Но он был женат, а жены, сами знаете, не приветствуют связей на стороне. Этот человек уехал: он едва сводил концы с концами, наконец не выдержал, продал ферму и уехал. Пожалуй, мадам Моррон, вы можете быть спокойны — кроме меня и вас, никто не знает о любовных перипетиях судьбы бедного Маню. Что вы собираетесь сказать его матери?
— Я собираюсь предстать перед ней полной дурой, — ответила Элль. — Маню показал мне пещеру, я попросила его помочь мне забраться туда. Спуститься вниз оказалось проблемой, и я попросила Маню вернуться в деревню…
— Я понимаю ваши намерения, — вежливо перебил ее священник тихим голосом. — Но мне кажется, что Мари вам не поверит. Я хорошо ее знаю, даже больше, чем хорошо: я принимал у нее сына. Роды были тяжелыми, она чуть не умерла. Но выжила, а вот возможность иметь других детей потеряла.
— Что же мне делать?
— Ваш вопрос показывает, что вы, может быть сами не сознавая того, считаете себя отчасти виновной в смерти ее сына. Это заблуждение, мадам Моррон. Вы невиновны в его смерти. Никто не виновен: ни я, старавшийся по мере своих сил оградить его невинную душу от соблазнов, ни мать, заболевшая краснухой во время беременности. Ведь можно обвинить и самого Господа за то, что он позволил ему родиться таким… Поймите это.

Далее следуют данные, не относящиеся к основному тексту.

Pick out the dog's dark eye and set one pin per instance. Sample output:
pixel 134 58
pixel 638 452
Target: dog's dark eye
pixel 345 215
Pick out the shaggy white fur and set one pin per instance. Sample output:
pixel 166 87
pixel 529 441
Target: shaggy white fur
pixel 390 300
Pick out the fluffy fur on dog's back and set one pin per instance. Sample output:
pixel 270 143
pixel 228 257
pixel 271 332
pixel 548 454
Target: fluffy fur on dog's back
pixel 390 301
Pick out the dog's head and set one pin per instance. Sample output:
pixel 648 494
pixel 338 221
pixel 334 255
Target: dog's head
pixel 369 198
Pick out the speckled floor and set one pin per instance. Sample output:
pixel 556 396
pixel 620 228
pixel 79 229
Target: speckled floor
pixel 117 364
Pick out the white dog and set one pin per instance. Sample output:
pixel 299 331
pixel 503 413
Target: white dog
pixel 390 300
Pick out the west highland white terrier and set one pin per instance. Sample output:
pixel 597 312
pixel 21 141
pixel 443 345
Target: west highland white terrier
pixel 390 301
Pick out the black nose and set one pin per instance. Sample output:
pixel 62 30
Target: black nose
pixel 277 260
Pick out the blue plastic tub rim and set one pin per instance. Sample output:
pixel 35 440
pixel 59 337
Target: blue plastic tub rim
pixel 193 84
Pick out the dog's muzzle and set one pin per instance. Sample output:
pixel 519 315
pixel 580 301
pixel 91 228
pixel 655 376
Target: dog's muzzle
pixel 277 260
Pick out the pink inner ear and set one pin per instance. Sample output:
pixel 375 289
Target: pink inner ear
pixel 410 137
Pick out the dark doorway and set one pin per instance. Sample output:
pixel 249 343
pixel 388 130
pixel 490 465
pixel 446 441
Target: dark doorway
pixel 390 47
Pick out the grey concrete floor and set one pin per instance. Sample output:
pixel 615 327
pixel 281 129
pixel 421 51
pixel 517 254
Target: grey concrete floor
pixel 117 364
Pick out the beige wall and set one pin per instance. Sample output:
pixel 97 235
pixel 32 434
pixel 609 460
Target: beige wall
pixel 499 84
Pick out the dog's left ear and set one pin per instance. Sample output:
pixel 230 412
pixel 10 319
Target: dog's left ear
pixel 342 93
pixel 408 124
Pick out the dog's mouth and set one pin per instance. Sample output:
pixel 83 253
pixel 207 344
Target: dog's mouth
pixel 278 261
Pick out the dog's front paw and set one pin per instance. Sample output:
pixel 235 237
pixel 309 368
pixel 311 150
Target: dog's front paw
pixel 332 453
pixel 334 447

Элль молчала. А священник продолжал:
— Если вы желаете повидаться с Мари Мейсонье, делайте это, но не говорите ей ничего. Вы молоды и, простите, наивны, а она обладает достаточной мудростью, чтобы понять ваш порыв. Она будет вам благодарна. А вы должны быть благодарны ее сыну за то, что, пусть даже жестоким образом, он позволил вам прикоснуться к истинному добру, добру, которое трудно оценить мерками нашей суетной человеческой жизни.
Сам-то он не был жесток: он сумел искупить свою вину перед вами и вашим мужем. Я не побоюсь сказать, что он любил вас… Быть может, он впервые полюбил женщину как мужчина, но не был готов к этому чувству — и никогда не был бы к нему готов, — и оно стало для него непосильной ношей. — Кюре помолчал. — Идите с миром. Я благодарен Господу, что он привел вас ко мне.